McCharty’i tarafından ortaya atılan ve pazarlamanın temel kavramlarından biri olan “4P” kavramı bilindiği gibi işletme taraflıdır. Pazarlama karması olarak da bilinen “4P” stratejik bir bakış açısıyla işletmenin pazarlama planını yapılandırmasına yardımcı olan temel bir bileşendir.
1990’lı yıllarda Robert Lauterborn tarafından geliştirilen 4C tüketici merkezli bir yaklaşımdır. 4P nasıl işletme bakış açısıyla yorumlamalar getiriyorsa, 4C’de her bir pazarlama karması elemanına tüketici tarafından açıklama getirmeye çalışmaktadır.
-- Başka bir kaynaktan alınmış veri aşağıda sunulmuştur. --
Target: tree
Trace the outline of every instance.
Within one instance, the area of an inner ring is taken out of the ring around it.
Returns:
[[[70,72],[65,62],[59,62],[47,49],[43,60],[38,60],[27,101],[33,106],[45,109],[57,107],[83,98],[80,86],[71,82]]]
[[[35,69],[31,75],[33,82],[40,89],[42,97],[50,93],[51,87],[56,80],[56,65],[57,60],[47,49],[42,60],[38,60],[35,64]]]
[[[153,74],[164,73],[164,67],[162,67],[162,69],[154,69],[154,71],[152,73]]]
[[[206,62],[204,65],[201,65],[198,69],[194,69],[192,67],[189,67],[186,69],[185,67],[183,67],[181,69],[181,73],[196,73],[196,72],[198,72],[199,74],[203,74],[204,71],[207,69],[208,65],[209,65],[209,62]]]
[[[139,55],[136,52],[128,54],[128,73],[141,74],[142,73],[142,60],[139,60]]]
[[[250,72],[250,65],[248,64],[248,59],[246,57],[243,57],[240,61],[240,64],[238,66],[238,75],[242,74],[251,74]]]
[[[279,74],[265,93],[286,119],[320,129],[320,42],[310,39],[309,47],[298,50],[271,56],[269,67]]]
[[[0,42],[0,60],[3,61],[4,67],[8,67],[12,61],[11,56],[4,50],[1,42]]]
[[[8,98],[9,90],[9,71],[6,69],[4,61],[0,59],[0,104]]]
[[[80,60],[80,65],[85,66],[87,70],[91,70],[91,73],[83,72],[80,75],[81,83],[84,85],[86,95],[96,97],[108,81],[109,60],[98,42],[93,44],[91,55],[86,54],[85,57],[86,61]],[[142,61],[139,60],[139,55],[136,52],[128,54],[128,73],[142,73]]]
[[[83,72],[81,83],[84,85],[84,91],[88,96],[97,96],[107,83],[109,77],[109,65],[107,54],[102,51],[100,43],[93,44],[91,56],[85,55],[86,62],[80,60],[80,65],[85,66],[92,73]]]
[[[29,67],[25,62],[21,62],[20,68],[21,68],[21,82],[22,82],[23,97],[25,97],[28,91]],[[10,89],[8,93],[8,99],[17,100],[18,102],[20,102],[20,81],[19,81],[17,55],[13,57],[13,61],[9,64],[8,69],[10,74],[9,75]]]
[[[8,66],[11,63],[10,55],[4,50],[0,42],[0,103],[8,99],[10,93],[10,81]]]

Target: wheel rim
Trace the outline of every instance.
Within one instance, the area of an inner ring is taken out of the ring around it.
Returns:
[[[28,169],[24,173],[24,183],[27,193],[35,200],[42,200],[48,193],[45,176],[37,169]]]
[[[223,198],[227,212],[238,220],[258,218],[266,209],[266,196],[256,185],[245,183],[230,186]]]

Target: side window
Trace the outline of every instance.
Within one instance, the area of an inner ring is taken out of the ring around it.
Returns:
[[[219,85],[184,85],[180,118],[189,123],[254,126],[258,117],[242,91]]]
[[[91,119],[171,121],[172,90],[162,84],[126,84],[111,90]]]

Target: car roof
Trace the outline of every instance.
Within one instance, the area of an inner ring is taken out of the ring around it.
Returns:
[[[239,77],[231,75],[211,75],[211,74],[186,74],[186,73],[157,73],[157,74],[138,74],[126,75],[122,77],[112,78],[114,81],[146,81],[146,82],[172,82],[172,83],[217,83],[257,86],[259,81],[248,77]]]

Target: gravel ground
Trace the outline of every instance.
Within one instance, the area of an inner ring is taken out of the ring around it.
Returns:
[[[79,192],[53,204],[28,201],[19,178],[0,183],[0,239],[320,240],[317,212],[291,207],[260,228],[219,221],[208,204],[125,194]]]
Bu sebeple, 4C’yi 4P’nin düzenlenmiş bir versiyonu olarak düşünebiliriz.
İşletme taraflı 4P’nin karşılık geldiği, tüketici taraflı 4C bileşenleri şu şekildedir:
Product (Ürün) – Customer Value (Müşteri Değeri)
Price (Fiyat) – Cost (Maliyet)
Place (Dağıtım) – Convenience (Elverişlilik)
Promotion (Tutundurma) – Communication (İletişim)
4C modelinin her bir bileşenini kısaca açıklayacak olursak;
Customer Value (Müşteri Değeri): Ürün ya da hizmetlerin müşteri istek ve ihtiyaçlarını karşılama durumudur. İşletmelerin ürünü oluşturmadan önce tüketicilerin istek ve ihtiyaçlarını araştırması gerektiğini ifade eder.
Cost (Maliyet): Tüketicinin ürünü satın alırken katlandığı maliyetleri ifade eder. Bu maliyetler yalnızca parasal maliyetler değildir. Satın alma karar sürecindeki psikolojik maliyetler, farklı ürünleri tercih etmemeden doğan fırsat maliyetleri de tüketicinin katlandığı tüm maliyetleri oluşturur.
Convenience (Elverişlilik ya da Uygunluk): Tüketicinin ürüne erişebilmesini temsil eden bileşendir. Doğru dağıtım planlamasıyla ürünün tüketici tarafından ulaşılabilmesidir.
Ve son olarak, Communication (İletişim), tüketicinin istek ve ihtiyaçlarını anlamak ve karşılamak için işletmenin tüketicilerle iletişim kurmasını ifade eder. Bu bileşen “tüketicilerle işbirliği yapma” anlayışına vurgu yapmaktadır. Tüketicilerle iletişime açık olunması ve tüketici ile etkileşim yaratılmasını temsil etmektedir.